I have seen similar studies online where WebFlux did outperform the Servlet stack by a wide margin. The code of these sudies did not appear to be very different, but they did use older versions of Java and Spring Boot.

It is unclear if the performance of the Servlet stack improved with recent Java and Spring Boot versions. Alternatively the performance of the Servlet vs WebFlux stacks could be highly dependent on the problem domain.

Opinion
I am of the opinion that Servlet code is easier to read and write, but I realize that this is highly subjective. I would be willing to sacrifice some code readability and developer productivity in exchange for runtime performance in cases where performance is the primary concern. But it is hard to recommend WebFlux code if the performance gains are not clear.

I would suggest comparing the Servlet and WebFlux code of this repository to form your own opinion about code readibility and developer productivity.

JVM vs GraalVM

It was again surprising that GraalVM yielded better throughput than a cold JVM, but a warmed up JVM does indeed seem to outperrform GraalVM. It is also interesting to see that GraalVM seems to have a bigger performance improvement than the difference between Servlet and Webflux.

I would say that the results were as expected.

Cold vs Warmed Up JVM

It is interesting to see that on a standard JVM, warming up the JVM more than doubles the performance.

It was also interesting to see that on GraalVM, warming up the JVM actually deteririorates the performance. The reason for this is unclear.

It seems that JVM imagees would benefit from being up and running for a long time, but that GraalVM images do not benefit from running for extended periods.

I would say that the results were as expected.

Virtual Threads

It was surprising that enabling virtual threads yielded slightly lower performance all four scenarios. I limited the CPU cores of the docker containers to 2 and know that by default Spring Boot uses thread pools of 10 connections for database connections etc. I would have expected some thread switching to occur and that virtual threads would improve the performance.

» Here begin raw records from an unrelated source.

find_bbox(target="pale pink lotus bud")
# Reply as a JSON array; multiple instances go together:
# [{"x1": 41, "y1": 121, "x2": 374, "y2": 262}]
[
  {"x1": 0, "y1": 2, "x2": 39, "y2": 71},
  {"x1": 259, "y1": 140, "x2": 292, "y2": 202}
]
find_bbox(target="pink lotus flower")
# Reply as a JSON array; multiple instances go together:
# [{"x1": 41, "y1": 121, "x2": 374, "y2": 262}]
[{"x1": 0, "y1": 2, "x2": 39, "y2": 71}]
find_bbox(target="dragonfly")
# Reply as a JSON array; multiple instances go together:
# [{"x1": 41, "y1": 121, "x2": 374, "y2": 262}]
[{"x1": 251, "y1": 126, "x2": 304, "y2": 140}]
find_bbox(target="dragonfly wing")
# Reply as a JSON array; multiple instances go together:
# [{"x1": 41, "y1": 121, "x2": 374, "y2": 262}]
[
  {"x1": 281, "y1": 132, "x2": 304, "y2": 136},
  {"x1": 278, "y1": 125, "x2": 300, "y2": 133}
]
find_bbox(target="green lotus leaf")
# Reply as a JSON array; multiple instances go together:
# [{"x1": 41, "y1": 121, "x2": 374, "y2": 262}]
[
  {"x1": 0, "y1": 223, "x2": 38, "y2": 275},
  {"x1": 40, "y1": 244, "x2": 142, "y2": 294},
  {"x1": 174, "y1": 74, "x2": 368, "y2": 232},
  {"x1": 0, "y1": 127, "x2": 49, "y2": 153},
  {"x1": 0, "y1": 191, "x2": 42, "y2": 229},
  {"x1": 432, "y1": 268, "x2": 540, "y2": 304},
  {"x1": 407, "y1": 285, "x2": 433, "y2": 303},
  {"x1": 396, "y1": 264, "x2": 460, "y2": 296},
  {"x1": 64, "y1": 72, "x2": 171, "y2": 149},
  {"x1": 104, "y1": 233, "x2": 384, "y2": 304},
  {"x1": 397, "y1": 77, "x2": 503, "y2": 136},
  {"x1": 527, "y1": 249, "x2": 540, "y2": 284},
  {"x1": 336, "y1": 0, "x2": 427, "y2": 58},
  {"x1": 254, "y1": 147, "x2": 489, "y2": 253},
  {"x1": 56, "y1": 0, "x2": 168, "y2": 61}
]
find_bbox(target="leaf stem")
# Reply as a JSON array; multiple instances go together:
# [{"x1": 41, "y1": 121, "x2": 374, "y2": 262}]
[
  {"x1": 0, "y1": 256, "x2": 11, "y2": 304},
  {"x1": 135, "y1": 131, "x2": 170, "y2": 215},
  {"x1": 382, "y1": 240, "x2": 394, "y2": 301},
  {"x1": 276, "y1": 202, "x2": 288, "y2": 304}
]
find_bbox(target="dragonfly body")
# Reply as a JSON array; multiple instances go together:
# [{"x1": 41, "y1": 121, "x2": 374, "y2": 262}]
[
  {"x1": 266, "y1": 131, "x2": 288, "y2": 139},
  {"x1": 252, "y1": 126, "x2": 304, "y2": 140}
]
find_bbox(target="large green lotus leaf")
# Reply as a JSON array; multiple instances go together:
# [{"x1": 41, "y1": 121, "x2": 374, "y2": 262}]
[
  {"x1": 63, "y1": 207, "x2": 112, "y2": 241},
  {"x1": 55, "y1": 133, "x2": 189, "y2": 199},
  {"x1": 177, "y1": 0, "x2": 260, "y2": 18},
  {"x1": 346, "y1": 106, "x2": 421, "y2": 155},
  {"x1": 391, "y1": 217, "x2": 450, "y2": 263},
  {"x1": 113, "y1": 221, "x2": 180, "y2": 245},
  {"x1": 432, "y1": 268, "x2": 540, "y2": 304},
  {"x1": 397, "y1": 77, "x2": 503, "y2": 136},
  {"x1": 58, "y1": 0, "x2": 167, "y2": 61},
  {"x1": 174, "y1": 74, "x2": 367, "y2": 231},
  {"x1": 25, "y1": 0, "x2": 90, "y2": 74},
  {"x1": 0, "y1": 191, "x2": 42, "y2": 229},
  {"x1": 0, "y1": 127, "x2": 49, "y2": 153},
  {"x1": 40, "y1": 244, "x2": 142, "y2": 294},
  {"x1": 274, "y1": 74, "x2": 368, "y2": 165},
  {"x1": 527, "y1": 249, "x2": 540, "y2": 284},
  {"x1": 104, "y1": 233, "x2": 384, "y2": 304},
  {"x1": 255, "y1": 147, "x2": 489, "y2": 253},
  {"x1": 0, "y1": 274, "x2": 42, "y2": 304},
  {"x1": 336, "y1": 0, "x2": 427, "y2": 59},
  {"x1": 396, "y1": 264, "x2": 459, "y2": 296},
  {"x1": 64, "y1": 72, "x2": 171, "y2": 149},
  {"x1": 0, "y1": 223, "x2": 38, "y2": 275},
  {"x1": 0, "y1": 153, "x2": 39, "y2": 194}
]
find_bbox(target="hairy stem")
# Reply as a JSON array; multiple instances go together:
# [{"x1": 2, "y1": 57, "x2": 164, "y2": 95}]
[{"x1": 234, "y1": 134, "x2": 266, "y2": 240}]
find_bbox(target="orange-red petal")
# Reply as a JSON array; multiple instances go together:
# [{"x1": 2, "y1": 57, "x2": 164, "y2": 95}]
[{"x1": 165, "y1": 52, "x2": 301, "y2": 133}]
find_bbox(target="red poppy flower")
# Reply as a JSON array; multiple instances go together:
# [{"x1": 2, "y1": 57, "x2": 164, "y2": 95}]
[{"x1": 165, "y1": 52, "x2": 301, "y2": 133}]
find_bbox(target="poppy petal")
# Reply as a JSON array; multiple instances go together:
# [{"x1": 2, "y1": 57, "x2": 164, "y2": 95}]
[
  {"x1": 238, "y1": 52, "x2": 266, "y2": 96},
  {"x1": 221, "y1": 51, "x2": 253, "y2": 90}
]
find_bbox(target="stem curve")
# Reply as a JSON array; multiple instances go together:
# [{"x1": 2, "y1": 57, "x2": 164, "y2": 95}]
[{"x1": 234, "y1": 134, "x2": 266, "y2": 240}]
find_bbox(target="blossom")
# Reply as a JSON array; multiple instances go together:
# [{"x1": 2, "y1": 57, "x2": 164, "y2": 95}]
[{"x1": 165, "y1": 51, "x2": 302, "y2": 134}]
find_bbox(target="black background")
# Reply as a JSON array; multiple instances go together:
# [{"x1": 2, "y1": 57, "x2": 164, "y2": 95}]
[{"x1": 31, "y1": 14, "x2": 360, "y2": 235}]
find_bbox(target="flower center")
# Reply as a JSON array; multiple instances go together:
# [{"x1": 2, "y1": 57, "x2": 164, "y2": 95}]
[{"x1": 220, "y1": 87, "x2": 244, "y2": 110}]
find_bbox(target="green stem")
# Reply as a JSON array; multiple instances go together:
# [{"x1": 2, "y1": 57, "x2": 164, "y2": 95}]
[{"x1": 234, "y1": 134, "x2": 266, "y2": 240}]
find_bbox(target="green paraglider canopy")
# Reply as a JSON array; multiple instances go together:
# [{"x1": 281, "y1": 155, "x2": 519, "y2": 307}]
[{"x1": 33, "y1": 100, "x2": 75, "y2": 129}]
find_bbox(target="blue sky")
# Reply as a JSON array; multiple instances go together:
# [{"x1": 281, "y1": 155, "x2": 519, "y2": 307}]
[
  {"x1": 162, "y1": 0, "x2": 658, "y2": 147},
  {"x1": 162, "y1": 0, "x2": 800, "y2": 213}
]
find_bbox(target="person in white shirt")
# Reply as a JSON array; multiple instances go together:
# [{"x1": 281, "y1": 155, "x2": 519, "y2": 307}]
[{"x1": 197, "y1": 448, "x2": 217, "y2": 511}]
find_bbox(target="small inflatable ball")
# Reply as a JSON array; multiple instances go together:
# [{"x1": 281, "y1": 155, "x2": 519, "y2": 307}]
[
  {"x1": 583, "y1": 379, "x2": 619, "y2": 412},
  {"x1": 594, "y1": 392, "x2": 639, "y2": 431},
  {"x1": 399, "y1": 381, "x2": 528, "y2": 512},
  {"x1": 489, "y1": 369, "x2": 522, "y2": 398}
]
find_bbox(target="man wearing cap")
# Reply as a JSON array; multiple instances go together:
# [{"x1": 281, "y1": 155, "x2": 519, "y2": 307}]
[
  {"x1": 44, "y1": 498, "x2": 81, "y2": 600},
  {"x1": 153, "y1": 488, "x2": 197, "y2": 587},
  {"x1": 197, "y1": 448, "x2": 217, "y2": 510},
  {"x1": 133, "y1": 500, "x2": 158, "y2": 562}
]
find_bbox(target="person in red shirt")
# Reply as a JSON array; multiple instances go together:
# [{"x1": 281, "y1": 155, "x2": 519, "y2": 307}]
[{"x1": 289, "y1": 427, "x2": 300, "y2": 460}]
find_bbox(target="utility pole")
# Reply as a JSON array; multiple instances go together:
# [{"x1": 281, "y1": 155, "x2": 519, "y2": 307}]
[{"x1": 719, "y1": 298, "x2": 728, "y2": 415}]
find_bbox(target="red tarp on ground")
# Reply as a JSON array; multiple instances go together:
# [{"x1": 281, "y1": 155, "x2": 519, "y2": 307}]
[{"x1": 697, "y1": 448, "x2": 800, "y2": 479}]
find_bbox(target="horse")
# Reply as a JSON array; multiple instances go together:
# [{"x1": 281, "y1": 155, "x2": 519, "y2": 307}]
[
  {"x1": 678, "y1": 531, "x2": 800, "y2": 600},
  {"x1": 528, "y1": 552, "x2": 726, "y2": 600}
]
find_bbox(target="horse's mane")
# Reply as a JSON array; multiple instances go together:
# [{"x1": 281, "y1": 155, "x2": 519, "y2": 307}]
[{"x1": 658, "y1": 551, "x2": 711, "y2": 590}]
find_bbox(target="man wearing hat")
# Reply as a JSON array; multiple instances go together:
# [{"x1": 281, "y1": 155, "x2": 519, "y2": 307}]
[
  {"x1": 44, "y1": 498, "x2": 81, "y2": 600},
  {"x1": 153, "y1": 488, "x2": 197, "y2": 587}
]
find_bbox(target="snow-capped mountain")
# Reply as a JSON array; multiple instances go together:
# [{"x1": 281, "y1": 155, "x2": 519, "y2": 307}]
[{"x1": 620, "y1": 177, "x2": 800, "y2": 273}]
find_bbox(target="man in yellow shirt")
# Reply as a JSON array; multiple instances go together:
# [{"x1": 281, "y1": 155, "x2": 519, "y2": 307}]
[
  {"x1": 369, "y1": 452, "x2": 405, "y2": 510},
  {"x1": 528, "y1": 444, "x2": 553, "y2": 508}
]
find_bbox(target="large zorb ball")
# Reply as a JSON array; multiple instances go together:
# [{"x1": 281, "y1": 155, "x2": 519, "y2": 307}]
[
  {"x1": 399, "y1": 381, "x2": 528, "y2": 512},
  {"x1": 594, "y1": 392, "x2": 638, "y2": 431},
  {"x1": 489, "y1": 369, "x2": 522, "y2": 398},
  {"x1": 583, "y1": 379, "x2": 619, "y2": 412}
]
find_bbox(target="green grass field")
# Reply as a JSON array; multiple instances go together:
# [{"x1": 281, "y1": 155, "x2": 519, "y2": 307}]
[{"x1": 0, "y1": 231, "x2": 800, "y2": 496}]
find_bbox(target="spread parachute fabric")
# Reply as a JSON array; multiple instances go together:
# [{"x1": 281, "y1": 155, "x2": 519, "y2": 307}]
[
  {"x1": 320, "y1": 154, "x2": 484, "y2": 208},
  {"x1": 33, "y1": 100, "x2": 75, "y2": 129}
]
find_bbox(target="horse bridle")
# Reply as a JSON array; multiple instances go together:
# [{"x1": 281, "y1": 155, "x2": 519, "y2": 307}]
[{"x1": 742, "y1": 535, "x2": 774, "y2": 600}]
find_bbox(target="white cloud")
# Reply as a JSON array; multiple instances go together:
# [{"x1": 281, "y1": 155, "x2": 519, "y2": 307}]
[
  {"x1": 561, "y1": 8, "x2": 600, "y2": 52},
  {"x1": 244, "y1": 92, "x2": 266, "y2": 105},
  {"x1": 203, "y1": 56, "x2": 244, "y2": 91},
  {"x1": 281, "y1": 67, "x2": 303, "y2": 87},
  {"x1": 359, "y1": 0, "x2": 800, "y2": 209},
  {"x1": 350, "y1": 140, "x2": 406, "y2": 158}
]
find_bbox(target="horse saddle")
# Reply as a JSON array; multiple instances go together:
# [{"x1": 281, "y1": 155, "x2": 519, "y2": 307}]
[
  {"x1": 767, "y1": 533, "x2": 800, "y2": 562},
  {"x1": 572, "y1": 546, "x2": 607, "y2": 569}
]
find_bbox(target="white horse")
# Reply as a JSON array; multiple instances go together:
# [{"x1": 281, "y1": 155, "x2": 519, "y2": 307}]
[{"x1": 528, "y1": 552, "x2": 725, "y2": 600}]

The fact the the performance was lower when enabling virtual threads does mean the Spring Boot config setting is doing something.

It could be that virtual threads do benefit performance in some scenarios and not others.

Summary of analysis

Based on the data analysis above, it seems that the best performance was achieved by using the Servlet stack on a standard JVM that has been warmed up and virtual threads being disabled. The worst performance was achieved using the WebFlux stack on a cold standard JVM.

Conclusion

Performance measurement is a complex subject and good advice would be to test the performance of your own code instead of relying on the findings of others.